Göğüs kafesimden taşan duyguya engel olamazken Ali eğildi ve tekrar öptü beni. Dudakları tüm yaralarımı geçirmek ister gibi ilerlerken ellerimi boynunda birleştirdim. Yine de ona dair tüm hissettiklerimi yaşadığım acı geçerken, bir damla gözyaşımın düşüp Ali'nin dudaklarına değmesine ve ağladığımı hissetmesine engel olamadım.

Ali hızla koptu benden. "Ceylin!"

Ellerimi boynundan çekip belinde birleştirdim, başımı göğsüne koyarken hiçbir şeyi düşünemeyecek kadar kötü hissediyordum. "Gidelim Ali buradan, lütfen." Hıçkırıklarım hızla boğazıma dizilirken zorlukla konuştum.
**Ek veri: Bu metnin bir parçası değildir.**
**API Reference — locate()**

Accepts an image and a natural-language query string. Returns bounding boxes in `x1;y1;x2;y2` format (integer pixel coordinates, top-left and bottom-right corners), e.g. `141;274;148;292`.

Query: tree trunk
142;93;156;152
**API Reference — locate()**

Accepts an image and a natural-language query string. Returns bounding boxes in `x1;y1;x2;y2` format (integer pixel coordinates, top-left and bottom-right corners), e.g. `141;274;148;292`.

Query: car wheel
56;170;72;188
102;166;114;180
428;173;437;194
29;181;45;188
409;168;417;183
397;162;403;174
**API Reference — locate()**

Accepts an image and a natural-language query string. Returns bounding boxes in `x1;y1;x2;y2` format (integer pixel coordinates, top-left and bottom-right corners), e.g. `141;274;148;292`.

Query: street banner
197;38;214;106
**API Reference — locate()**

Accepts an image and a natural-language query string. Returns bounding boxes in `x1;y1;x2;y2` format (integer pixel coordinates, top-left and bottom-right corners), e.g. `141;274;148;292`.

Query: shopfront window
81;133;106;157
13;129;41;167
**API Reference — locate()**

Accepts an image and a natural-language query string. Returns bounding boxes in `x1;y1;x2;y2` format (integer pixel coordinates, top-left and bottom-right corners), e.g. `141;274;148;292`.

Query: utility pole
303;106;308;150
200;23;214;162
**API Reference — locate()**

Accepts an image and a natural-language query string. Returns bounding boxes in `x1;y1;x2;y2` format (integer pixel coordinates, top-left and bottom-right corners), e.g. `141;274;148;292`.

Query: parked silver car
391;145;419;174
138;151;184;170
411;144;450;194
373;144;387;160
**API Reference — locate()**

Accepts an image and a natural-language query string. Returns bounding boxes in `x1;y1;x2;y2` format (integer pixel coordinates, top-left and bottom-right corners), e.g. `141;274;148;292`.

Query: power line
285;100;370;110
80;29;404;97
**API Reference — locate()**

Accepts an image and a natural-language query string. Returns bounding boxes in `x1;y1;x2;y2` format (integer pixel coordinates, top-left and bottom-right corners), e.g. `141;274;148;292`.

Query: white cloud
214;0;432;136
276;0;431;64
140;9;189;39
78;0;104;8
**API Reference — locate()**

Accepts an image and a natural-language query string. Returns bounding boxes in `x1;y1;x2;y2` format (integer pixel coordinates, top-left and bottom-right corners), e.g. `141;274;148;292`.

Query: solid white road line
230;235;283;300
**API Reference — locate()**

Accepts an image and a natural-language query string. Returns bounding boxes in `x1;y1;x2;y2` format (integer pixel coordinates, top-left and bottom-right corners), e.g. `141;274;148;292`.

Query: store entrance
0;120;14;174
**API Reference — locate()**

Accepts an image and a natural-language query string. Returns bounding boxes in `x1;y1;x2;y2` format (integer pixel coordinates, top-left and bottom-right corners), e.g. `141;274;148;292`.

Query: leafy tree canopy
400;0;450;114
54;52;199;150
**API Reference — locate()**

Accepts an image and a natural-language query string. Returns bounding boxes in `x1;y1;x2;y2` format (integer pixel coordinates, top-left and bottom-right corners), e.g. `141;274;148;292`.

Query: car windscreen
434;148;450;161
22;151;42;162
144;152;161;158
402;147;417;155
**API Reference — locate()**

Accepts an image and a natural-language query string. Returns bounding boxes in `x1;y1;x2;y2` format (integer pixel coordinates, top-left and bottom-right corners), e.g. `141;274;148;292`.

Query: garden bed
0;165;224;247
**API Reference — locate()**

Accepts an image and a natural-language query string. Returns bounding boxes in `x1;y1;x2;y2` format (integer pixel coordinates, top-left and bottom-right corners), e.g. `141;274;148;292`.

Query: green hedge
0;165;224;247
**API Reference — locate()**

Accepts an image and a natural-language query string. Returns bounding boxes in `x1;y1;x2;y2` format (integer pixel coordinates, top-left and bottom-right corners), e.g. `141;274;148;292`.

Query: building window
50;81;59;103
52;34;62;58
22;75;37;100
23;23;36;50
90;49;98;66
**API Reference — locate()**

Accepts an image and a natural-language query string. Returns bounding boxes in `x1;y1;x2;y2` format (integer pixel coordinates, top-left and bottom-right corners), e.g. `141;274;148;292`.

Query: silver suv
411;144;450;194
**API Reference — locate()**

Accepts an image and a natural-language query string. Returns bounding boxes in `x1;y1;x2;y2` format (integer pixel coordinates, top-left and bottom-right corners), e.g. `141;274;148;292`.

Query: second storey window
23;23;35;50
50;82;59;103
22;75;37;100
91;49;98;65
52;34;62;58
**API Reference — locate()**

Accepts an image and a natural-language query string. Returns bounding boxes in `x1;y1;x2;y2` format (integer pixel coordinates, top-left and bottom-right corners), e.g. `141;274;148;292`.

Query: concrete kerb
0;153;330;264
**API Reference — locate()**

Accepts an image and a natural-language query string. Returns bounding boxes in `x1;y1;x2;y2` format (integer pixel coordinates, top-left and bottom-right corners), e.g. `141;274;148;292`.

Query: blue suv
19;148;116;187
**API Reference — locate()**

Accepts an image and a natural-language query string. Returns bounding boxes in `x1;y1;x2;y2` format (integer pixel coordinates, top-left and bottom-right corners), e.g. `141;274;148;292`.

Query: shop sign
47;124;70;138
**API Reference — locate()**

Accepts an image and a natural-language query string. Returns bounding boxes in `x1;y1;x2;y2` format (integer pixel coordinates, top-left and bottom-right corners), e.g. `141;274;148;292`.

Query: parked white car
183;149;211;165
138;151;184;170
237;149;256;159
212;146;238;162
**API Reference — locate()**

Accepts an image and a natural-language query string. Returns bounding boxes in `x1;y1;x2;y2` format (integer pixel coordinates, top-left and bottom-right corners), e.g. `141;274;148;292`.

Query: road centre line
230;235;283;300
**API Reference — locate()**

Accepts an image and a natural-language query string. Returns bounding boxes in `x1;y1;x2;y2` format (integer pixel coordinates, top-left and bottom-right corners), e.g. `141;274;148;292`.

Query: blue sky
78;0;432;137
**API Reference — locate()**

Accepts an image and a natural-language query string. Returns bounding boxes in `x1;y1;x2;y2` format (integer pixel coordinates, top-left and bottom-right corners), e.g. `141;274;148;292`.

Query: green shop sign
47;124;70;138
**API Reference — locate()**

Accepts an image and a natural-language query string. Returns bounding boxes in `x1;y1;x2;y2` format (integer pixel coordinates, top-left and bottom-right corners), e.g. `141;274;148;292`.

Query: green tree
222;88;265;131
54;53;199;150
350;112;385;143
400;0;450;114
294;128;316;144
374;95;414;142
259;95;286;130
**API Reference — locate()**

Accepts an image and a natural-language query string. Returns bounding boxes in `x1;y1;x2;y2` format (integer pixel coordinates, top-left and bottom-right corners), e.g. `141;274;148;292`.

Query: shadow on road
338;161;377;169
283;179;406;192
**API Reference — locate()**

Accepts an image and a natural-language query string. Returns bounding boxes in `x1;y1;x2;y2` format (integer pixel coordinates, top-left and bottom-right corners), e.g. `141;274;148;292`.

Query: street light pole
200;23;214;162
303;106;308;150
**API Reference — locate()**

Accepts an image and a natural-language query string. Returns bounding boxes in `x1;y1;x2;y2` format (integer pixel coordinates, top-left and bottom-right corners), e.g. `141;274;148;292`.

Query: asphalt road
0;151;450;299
"Beni dinle," dedi Ali sertçe, başımı onun göğsünden çekip gözlerinin içine bakmak zorunda kaldım. Gözlerimden akan yaşlara engel olamıyordum. Ali yüzümü kavradı. Ardından belimi tuttu ve kendine çekti. "Senin bir damla gözyaşına bu dünyayı yakarım."

Titreyen kirpiklerimle onun gözlerinden gözlerimi çekemedim. "Ağlama artık," dedi Ali uzanıp gözyaşlarımı tek tek silerken, beni sımsıkı kollarının arasında tutmaya devam etti. Hiç bırakmayacağını sanki fiziksel olarak da göstermek istiyordu.

"Ne o ailene, ne de başka herhangi birine ihtiyacın var. Ben buradayım, seninleyim. Senin için gerekirse dünyayı yakarım. Kimseye ihtiyacın yok." Eğildi ve dudakları alnıma değdi.

Acıyı soludum, Ali tüm acılarımdan öptü. "Senin tek ailen benim bundan sonra."

"Gidelim," dedim gözyaşlarıyla. "Gidelim Ali buradan."

Ali beni hızla kucağına aldı. Ben şaşkınlıkla ona bakarken "Yarın gideriz," dedi. "Bu gece çok yoruldun, dinlenmen lazım."

Beni kucağında taşırken "Ben yürürüm," dedim. "Bırak beni."